The long, bright Scandinavian summer nights are legendary among those who are not commonly blessed by them. To us natives as well they're a rare treat of extra sun and a cherished opportunity to stay up and outdoors longer than usual. And when the relative hustle and bustle of campsite chores has died down, it's time to indulge the pull of the calm bay waters.


My son early on expressed his desire to hire a rowing boat, and learn the surprisingly difficult skill of handling such a technologically simple vehicle. And for the meagre sum of 30 kroner, he was granted his wish. Less than two hours before midnight in mid-July, unbridled laughter rippled across the watery surface as we were grappling with a pair of oars that proved difficult to synchronize. We doggedly stayed close to the rocky shore, not certain that our muscular strength would allow for an aquatic adventure beyond the neighbouring islets. We certainly earned a pair of huge blisters from our date with the salty liquid, but it was worth it in very possible way.
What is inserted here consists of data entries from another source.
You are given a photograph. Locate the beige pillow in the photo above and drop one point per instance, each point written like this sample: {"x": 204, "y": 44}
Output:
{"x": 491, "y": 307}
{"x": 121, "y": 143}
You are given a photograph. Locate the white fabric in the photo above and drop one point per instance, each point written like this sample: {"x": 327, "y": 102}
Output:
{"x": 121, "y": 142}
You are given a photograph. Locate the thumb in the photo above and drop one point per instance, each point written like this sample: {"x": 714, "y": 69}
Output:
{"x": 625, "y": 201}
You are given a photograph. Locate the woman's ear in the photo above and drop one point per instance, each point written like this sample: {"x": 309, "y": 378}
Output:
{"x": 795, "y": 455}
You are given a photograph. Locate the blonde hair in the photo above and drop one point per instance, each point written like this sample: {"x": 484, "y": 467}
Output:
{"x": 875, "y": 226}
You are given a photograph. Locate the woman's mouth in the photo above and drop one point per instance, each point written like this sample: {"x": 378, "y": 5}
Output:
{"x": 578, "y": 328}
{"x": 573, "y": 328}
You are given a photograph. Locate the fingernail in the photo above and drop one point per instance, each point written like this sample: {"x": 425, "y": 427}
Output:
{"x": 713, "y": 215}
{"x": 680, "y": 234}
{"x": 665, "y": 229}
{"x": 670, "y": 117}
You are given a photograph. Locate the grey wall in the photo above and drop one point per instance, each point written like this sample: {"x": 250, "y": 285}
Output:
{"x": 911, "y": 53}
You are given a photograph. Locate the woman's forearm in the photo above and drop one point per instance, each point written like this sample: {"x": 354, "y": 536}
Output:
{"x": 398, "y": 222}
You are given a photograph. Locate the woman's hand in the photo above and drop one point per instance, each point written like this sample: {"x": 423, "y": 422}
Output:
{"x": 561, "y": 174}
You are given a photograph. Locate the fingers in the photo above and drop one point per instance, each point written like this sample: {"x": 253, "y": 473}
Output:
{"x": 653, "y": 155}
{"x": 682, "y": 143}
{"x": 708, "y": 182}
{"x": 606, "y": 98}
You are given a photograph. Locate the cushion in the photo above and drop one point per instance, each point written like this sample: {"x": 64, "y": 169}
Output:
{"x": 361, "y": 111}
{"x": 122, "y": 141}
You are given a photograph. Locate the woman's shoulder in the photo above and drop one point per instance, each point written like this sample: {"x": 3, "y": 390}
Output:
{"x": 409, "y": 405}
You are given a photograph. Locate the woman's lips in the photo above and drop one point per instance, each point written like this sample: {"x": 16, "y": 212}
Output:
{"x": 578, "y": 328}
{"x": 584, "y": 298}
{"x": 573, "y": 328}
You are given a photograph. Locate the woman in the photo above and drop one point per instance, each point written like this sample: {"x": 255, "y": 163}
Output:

For the remainder of our stay, we preferred terrestrial activities such as sightseeing new and unfamiliar places - like the priceless pearl of Lillesand, and familiarizing ourselves with the dubious benefits of overcrowded shopping malls in Arendal. All in all, the stretch of soil called the South Country lived up to the myths that surround it. And that's not bad. On the contrary, it makes it higly plausible that we'll one day return for another tete-a-tete with the friendly folk down there.